How Robinhood Convinced Millennials to Trade Their Way Through a Pandemic

The $8.3 billion stock trading startup fumbled into the financial crisis — and is now winning it

Rob Walker
Published in
15 min readJun 1, 2020


If there was a day everything changed for stock traders, it was Monday, March 2. The prior week, a Centers for Disease Control official warned that as the coronavirus pandemic sweeping Asia and Europe spread in the U.S., “disruption to everyday life may be severe.” China reported 202 new Covid-19 cases, bringing the total there to more than 80,000 despite massive lockdowns. Hundreds of new cases were confirmed in Italy; deaths were reported from Australia to South Korea; and cases in the U.S. tipped past 100. The S&P 500 had fallen for five straight days, plunging nearly 10% on spiking volume. For anyone working the markets, this would be the day to be ready for action.
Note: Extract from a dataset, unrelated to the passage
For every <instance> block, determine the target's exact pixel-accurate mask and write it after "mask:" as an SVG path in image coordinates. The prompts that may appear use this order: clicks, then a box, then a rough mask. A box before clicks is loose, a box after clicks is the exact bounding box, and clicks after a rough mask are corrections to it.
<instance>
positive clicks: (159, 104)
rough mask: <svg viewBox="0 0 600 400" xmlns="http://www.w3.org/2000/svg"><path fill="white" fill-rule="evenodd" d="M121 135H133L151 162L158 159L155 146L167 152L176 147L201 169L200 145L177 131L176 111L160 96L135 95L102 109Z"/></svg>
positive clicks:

Yet somehow it was a disastrous day for Robinhood. The markets rallied, but Robinhood — the no-fee trading app known for its young user base and unicorn-level valuation — did not. The service suffered an outage that lasted not an hour, not a couple of hours, but the entire trading day. “I definitely won’t be using Robinhood anymore,” one among many outraged users vowed to CNBC. “When they reopen I’m moving all of my funds.” Others even sued. For a company that just weeks earlier seemed a hot IPO candidate, it looked like a turning point. “Until this week,” the New York Times wrote, in obituary-like tones, the company “had been regarded as one of the most successful financial technology startups.”

The pessimism was understandable. There was always a whiff of the bull market phenomenon around Robinhood: The Stanford-pedigreed founders who talked of “democratizing” Wall Street, and the $7.8 billion valuation clearly yoked to growth over proof of profit. How much demand would there really be for a stock-trading app in an economic storm wiping out years of soaring stock prices? Especially if that app conked out when the markets were volatile — a seemingly mission-critical failure.

The service suffered an outage that lasted not an hour, not a couple of hours, but the entire trading day.